Today’s threat comes from hedlio.com 178.18.243.189 just a minute ago while reading Great Debates, this thread; It is not necessary to reject a Creator in order to accept evolution - Great Debates - Straight Dope Message Board
So banning 178.17 didn’t solve the problem, they have just moved the address slightly.
Yes, this is correct. The ad is launching malware when it runs on users’ computers. Blocking IPs from vBulletin is useless.
Yes, this is the same pattern I saw when I captured a Fiddler trace of a malware attack on Dec 17. In that particular attack, Doubleclick (owned by Google) served an ad from a smaller ad platform zedo.com which rotates ads. Zedo choose an ad from a malicious site (spheredintparted.com) which in turn redirected to ashaph.com/news (in Moldova) which served the Java malware. These attacks are tricky to prevent because they are changing servers and using nested ad networks to hide their malware.
So, is there anything cost-effective that a low-budget website can do to effectively protect against malware?
I could be way off base, but it seems to me that expecting Creative Loafing to solve this is like expecting Costa Rica to solve the Global Warming situation.

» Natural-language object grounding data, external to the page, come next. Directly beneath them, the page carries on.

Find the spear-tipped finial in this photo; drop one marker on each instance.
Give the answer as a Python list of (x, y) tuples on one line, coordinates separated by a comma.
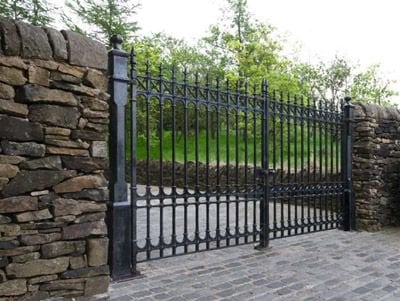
[(347, 99), (133, 56), (116, 41)]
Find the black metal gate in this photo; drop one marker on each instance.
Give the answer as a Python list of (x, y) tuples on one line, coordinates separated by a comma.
[(212, 164)]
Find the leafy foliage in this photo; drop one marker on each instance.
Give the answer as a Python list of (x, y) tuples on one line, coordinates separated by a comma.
[(36, 12), (102, 18)]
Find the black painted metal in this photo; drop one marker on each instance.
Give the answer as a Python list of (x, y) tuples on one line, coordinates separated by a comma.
[(118, 212), (244, 164)]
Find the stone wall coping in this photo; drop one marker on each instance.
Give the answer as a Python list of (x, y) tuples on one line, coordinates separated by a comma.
[(33, 42), (378, 112)]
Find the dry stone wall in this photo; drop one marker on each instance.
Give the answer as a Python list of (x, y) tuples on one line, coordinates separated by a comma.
[(53, 130), (376, 166)]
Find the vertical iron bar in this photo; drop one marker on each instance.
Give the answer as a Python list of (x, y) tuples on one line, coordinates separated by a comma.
[(173, 193), (314, 194), (255, 183), (289, 172), (197, 188), (348, 214), (161, 147), (218, 188), (122, 263), (331, 175), (185, 161), (237, 164), (302, 114), (227, 141), (281, 193), (295, 194), (148, 187), (208, 190), (321, 163), (274, 114), (133, 146), (246, 184), (264, 206), (326, 122), (309, 165)]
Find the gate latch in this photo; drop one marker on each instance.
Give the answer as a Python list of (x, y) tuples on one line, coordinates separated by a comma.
[(266, 172)]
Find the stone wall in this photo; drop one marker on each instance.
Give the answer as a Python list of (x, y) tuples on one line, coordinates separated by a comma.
[(53, 130), (376, 166)]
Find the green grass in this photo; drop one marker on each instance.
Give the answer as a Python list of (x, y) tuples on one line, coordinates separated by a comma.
[(325, 152)]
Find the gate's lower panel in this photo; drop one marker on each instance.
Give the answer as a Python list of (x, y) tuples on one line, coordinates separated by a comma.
[(177, 223)]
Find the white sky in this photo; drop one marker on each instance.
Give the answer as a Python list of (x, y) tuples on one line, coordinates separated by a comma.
[(364, 31)]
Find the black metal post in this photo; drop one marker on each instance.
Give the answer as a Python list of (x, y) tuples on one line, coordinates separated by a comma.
[(347, 144), (119, 207), (264, 204)]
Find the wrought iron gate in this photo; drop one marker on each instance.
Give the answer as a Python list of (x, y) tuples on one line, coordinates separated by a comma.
[(211, 164)]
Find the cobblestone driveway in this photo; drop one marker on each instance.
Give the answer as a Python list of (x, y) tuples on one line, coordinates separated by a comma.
[(332, 265)]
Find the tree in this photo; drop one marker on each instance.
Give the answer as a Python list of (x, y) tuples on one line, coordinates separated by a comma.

Yeah, hard to do when their president is a chinchilla.
There are not a lot of good options. They can:
Complain vigorously to DoubleClick/Google and wait for them to eliminate the malware.

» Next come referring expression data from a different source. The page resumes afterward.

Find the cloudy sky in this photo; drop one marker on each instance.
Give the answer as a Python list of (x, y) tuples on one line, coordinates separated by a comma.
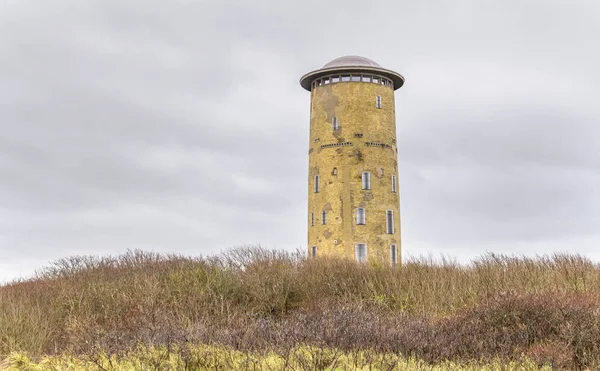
[(180, 126)]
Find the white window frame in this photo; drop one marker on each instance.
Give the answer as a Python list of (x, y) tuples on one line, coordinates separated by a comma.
[(366, 180), (361, 216), (361, 258), (389, 221)]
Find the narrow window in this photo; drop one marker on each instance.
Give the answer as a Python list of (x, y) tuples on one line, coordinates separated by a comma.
[(366, 180), (360, 252), (360, 216), (334, 123), (389, 221)]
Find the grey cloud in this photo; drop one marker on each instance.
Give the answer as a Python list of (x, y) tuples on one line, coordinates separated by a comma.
[(181, 126)]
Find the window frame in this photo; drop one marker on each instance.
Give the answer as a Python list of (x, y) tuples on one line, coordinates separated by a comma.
[(361, 216), (361, 258), (389, 222), (366, 180)]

Stop using ad networks and host the ads themselves. This would eliminate the malware but it would take time, resources, and technical expertise they probably don’t have.
This is the only way to stay safe while visiting the SDMB. Though I have received many attack/alerts, I have never actually been troubled by anything getting through my defences.
You are visiting a site that has shown a general disregard for these continual malware reports over several years, and has done little or nothing to change, or respond. If I cared to spend the time to search, I could cite thread after thread, after thread, of these complaints.
Neither the will or the technical ability exist here to fix the problem.
You must protect yourself while visiting this site.
Since you seem to be getting a lot of these things, you’re in a good position to help us get to the bottom of this. Do us a favor and report all malware indications you receive. Also, if you’ll forgive my asking a possibly stupid question, what is your location? Are you in Dallas?